Problems running code to read binary in Windows7

Hello to all in forum,

My first post here, I’m newbie in ruby, maybe somebody could help me
with this.

I have a script that read/parse a binary file. The scripts works fine if
I run it in Ubuntu, but I’m trying
to run the code in IRB on Windows7 with Ruby version “2.0.0p247
(2013-06-27) [i386-mingw32]” and I receive
the following errors.

##########################################################################
C:\Scripts>ruby script.rb binaryfile
script.rb:18:in gets': encoding mismatch: CP850 IO with UTF-8 RS (ArgumentError) from script.rb:18:ingets’
from script.rb:18:in `’
##########################################################################

The script is like below (line 18 contains while gets):

##########################################################################
#!/usr/bin/env ruby

File.open(ARGV[0])

while gets
line = $_.unpack(‘H*’, “rb”)[0]

Some code
end
##########################################################################

Thanks in advance for any help.

Best Regards

First guess …

  • File.open(ARGV[0])
  • File.open(ARGV[0], ‘rb’) # opens file in ‘binary’ mode.

No Windows here to try it.

Abinoam Jr.

Hello Abinoam Jr.,

I’ve tried adding File.open(ARGV[0], ‘rb’) too, but is the same error :frowning:

Maybe somebody could help me.

Thanks in advance.

Best regards

FIle.open returns a file object, which you are not saving a reference to
As far as I know gets will default to standard in. does the app wait
till
you hit a key?

IO has a binread method that looks applicable

Chris is right (I didn’t take care of the rest of the code).

Well… why do you want to handle a “binary” file in an “each_line”
fashion?

But, if this is really the case… (with your code as the start point, I
did).

File.open(ARGV[0], “rb”) do |f|
while f.gets
line = $_.unpack(‘H*’)[0]
# Some code here
end
end

To read the file as a whole… (as Chris suggested).

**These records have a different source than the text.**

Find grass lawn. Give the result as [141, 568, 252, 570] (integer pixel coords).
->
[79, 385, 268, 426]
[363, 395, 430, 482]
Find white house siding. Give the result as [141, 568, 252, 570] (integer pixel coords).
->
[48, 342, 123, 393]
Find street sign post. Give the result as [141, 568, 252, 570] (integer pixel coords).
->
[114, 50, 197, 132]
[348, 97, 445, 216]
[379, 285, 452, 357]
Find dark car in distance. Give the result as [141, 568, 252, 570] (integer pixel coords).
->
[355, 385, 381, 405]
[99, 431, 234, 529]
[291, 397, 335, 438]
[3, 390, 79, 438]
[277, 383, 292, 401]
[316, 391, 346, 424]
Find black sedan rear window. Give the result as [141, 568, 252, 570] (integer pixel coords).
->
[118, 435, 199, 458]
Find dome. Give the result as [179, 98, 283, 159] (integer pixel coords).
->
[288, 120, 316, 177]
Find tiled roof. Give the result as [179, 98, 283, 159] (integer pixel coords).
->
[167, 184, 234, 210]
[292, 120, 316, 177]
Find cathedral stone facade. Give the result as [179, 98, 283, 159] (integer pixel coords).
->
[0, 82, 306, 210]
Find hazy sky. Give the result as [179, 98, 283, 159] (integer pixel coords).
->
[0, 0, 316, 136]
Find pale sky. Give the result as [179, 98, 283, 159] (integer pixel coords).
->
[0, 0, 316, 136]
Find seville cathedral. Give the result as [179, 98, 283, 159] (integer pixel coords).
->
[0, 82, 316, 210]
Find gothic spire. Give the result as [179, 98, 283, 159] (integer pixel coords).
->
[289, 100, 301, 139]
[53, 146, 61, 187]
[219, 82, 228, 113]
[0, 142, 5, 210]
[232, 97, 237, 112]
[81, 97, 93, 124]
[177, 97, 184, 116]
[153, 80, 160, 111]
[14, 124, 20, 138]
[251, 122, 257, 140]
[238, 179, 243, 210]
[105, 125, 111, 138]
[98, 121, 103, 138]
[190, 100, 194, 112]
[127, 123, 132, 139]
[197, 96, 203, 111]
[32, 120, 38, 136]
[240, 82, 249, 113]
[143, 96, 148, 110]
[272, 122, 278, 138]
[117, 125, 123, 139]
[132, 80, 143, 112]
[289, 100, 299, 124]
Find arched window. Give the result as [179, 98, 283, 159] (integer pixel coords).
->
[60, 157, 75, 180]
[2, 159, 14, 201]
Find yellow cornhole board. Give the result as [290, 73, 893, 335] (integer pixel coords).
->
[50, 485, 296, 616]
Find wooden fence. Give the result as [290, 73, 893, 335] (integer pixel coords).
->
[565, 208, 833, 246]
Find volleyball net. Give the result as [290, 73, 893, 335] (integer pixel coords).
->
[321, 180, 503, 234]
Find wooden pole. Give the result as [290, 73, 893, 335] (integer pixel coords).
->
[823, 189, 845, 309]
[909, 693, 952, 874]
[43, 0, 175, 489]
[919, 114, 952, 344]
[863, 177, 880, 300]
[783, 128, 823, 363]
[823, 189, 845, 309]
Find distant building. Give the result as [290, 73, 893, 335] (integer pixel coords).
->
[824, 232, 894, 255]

file = IO.binread(ARGV[0])
hexfile = file.unpack(‘H*’)[0]

Abinoam Jr.

Hello again Chris and Abinoam,

I’ve tested Chris option but I still receive the error. Maybe is
something of the interpretation or encoding that ruby is not
understanding.

script.rb:18:in gets': encoding mismatch: CP850 IO with UTF-8 RS (ArgumentError) from script.rb:18:ingets’
from script.rb:18:in `’

I’ve tested Abinoam option too and I receive this error:
script.rb:50: syntax error, unexpected end-of-input, expecting
keyword_end

Line 50 contains “end”. Is the end of the “while gets” loop.

Thanks in advance for your help.

On Sep 14, 2013, at 12:42 AM, Sever S. [email protected] wrote:

I’ve tested Abinoam option too and I receive this error:
script.rb:50: syntax error, unexpected end-of-input, expecting
keyword_end

Line 50 contains “end”. Is the end of the “while gets” loop.

Thanks in advance for your help.

Difficult to know what is happening here.

Wondering if you should specify:

File.open(file, ‘rb’, :encoding => Encoding::UTF_8 ) do |f|
while (f.read(1024,buffer))
# process the buffer
end
end

Hello Chris and Abinoam,

Thank you for your answers. I’ll try your suggestions.

I try to use “while gets” because the binary is divided by blocks, so
each time that appears the beginning of each block executes the code
inside “while gets”.

The issue is the binary files is 2GB in size and I don’t know why the
code works in linux under ruby 2.0 and doesnt work in windows with ruby
2.0.

Thanks again for help so far

On Sat, Sep 14, 2013 at 10:20 AM, Tamara T.
[email protected] wrote:

(ArgumentError)

Difficult to know what is happening here.

Wondering if you should specify:

File.open(file, ‘rb’, :encoding => Encoding::UTF_8 ) do |f|
while (f.read(1024,buffer))
# process the buffer
end
end

You need to declare buffer:

irb(main):028:0> File.open(‘x’,‘rb’){|io| while io.read(1024, buffer);
puts buffer.bytesize; end}
NameError: undefined local variable or method buffer' for main:Object from (irb):28:in block in irb_binding’
from (irb):28:in open' from (irb):28 from /usr/bin/irb:12:in

Also, there seems to be no point in declaring an encoding when reading
binary.

File.open(file, ‘rb’) do |f|
buffer = ‘’

while f.read(1024, buffer)
# process the buffer
end
end

Kind regards

robert

On Sat, Sep 14, 2013 at 6:44 PM, Sever S. [email protected]
wrote:

Adding what you said it means eliminate the “while gets” loop, but now
that you say I need to process the buffer, instead of the line:

line = $_.unpack(‘H*’)[0]

What should go inside the loop “while f.read(1024,buffer)”?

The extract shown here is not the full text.